The new issue of the Friends of Windham Newsletter explores the practicalities, policies, and politics of industrial-scale wind: why Grafton and Windham and VT in general are inappropriate for wind; the policies that have brought us our current situation; and the politics of trying to gain control of our futures as towns.
Click here to download and read issue #5. Read more excerpts below, which use figures from the US Energy Information Administration and computations from Renewable Energy expert Ben Luce).
Based on Vermont’s ridgeline wind resource is not adequate to the task of making a dent in climate change. Narrowing the focus to Vermont, our state ranks 27th among states in size of wind resource. Texas ranks number 1, with the next six positions held by mid-western states. The average size of the wind resource among the top 10 states is 281 times the size of Vermont’s wind resource.

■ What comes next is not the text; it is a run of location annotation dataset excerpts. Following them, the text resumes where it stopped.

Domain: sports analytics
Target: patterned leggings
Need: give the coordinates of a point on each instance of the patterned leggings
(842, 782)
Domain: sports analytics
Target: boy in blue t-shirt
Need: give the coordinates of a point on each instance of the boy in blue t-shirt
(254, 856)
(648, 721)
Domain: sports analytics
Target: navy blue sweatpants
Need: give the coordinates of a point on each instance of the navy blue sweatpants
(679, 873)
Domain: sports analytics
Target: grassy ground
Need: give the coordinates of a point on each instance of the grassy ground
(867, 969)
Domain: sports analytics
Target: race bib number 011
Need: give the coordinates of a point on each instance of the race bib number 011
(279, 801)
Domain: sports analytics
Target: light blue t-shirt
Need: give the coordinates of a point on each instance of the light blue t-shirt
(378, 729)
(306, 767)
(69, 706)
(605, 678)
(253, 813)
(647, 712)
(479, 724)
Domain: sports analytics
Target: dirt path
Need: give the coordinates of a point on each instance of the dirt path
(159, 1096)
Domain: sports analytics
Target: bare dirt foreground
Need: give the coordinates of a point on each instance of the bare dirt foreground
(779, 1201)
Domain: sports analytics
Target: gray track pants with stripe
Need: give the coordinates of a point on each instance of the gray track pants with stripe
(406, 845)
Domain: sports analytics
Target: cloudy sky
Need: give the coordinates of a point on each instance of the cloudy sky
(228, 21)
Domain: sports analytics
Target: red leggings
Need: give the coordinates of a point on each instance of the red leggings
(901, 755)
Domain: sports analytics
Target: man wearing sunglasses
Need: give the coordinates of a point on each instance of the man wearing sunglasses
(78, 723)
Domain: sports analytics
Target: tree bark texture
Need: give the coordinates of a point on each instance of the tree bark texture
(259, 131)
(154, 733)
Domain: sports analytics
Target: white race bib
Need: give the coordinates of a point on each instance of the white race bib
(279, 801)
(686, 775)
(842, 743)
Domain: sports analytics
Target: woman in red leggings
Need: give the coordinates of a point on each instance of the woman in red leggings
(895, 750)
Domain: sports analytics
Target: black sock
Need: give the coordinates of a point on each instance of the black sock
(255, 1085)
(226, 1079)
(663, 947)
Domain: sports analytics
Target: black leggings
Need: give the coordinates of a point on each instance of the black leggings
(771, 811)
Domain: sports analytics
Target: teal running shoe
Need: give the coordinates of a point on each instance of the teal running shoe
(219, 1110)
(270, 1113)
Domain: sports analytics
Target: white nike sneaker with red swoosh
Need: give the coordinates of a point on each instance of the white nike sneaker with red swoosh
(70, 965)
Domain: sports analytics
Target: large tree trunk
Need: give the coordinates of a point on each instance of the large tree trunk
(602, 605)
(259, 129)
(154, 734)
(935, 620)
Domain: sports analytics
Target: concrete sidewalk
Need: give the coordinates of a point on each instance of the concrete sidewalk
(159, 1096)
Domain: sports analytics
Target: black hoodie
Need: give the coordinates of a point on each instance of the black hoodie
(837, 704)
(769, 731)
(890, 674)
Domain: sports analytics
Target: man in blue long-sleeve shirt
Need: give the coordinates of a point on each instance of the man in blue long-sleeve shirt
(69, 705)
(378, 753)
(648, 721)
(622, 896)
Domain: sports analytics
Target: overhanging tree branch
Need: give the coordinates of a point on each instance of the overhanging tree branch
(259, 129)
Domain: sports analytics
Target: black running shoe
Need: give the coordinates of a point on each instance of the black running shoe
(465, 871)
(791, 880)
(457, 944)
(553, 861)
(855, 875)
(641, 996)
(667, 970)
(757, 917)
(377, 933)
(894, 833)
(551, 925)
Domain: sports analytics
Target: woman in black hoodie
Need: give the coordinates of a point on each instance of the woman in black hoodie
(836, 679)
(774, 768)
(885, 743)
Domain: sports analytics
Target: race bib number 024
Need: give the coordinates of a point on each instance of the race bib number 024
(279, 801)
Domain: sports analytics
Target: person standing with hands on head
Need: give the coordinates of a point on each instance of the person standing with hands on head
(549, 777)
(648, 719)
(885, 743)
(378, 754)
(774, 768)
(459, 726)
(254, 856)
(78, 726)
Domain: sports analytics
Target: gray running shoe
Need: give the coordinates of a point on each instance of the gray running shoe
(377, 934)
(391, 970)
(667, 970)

In fact, one thousand miles of ridgeline would be needed to produce just 15% of the electricity used in New York and New England….
The 1000-mile figure represents 6.4 times the entire length of Vermont, which is 156 miles long from Canada to Massachusetts.
Q: Why spend millions to install wind turbines in a marginal site such as the Stiles Brook Forest?
A #1: Single landowner. The Stiles Brook Forest is different from many other potential sites in Vermont by virtue of being owned by a single, non-resident landowner. In most other potential sites, developers must negotiate contracts with several different landowners, some of whom do not want turbines on their land.
A #2: Money.
* Tax credits. The federal production tax credit (PTC) is an inflation-adjusted tax credit that is currently $23/megawatt hour for the first 10 years of generation. The PTC will be gradually phased down, although not discontinued, over the next three years. Tax credits, which are paid for by US taxpayers, are an important feature of wind energy development. In 2014 Warren Buffet explained how he reduces his company’s tax rate: “For example, on wind energy, we get a tax credit if we build a lot of wind farms. That’s the only reason to build them. They don’t make sense without the tax credit.”
* Renewable energy certificates (RECs). Purchasers of renewable energy pay the developer for RECs. probably about the same amount as the PTC. This payment is in addition to the agreed-on price for the power, which is probably in the range of $60/megawatt hour. Here is A good discussion of RECs.
* Bottom line: $25 million annually for Iberdrola from the Stiles Brook Forest. Multiply the annual output projected by Iberdrola, which is 233,333 megawatts, by 106 (sale price $60, plus PTC $23, plus REC $23) and round up.